Friday, January 14, 2011

Pizza Braid

Dough:
• 1 pkg. (1 scant T.) yeast
• 1 c. very warm water
• 1/4 c. sugar
• 1/2 tsp. salt
• 1 egg
• 2 T. butter
• 3 c. flour (I use 2/3 white, 1/3 whole wheat)
Filling: This is what I used on the braids this month. Feel free to
adjust to your liking!
• pepperoni, sliced in quarters
• chopped ham

• 1/2 jar spaghetti sauce
• 8 oz. shredded mozzarella cheese
Dissolve yeast in water; add sugar, salt, egg, butter and 1 1/2 cups
flour. Beat until smooth; add enough remaining flour until dough is
stiff enough to knead. Knead for 10 minutes. Place in a greased bowl
and let rise until doubled, about 1 1/2 hours. (I used rapid rise
yeast so I adjusted the mixing instructions accordingly - all dry
mixed together with yeast then add hot liquid - and it only had to
rise about 10 minutes).
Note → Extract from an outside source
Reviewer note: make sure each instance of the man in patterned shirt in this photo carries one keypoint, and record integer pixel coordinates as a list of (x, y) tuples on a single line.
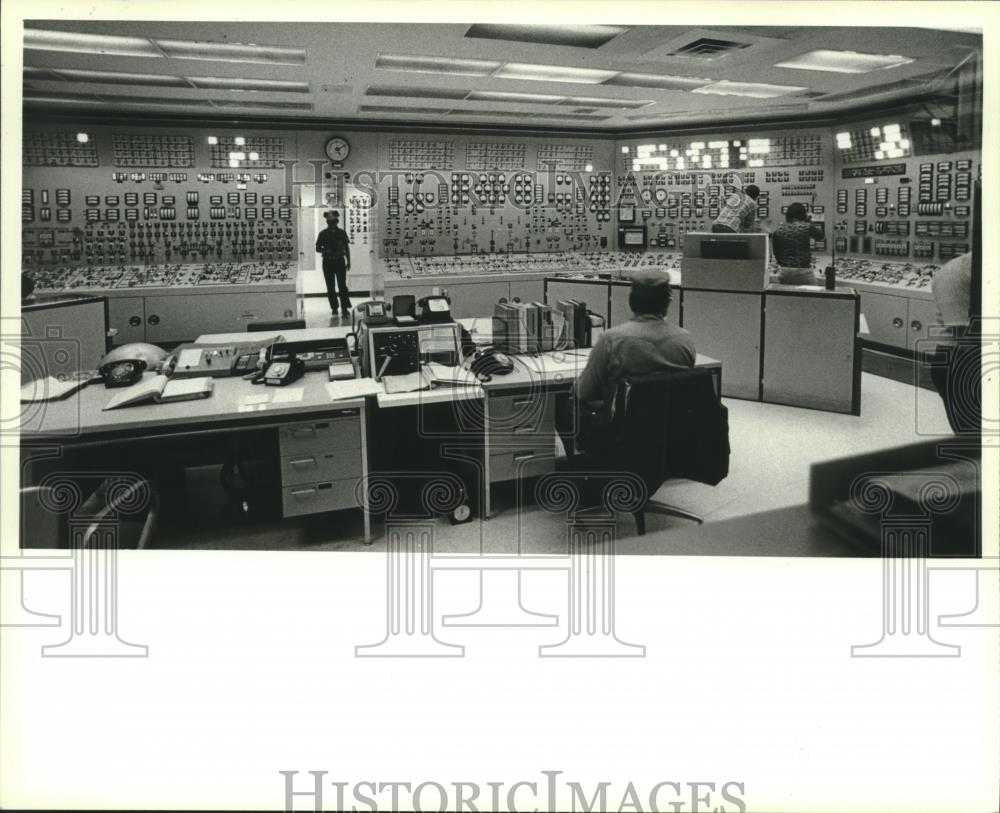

While dough is rising, mix pepperoni and ham (and any other fillings you want to use) with spaghetti sauce. Set aside. Punch down risen dough. Roll dough into
a rectangle on a greased cookie sheet. (I rolled it out on the table
then moved it to wax paper on a cookie sheet) Spoon meat filling down
the center of the dough. Top with mozzarella cheese. Cut 8 even
slits from the filling out to the edge of the dough. (You can use a
pizza cutter to do this. Hint: for even strips, slice your middle
strip first. Then slice the middle of the halves, then the middle of
the quarters. - Actually, I discover that it was easier to do this if
I put the dough on the wax paper on the table then after I finished
slid the wax paper onto the cookie sheet for freezing)
Start at one end and criss cross the dough strips.
Tuck the last strip under.

At this point I put the braid on the cookie sheet in the freezer for
an hour or so to flash freeze. Then I came back and wrapped it in labeled foil. If you are going to
bake your pizza right away, the wax paper isn't necessary.

Be sure unwrap your braid and place it on a baking sheet to thaw.
Bake for 15 minutes at 400*.

Serve with a side salad or veggie for a fun twist on pizza night.


1 comment:

Jessica said...

This is one of our all time favorites. We're having it tomorrow night.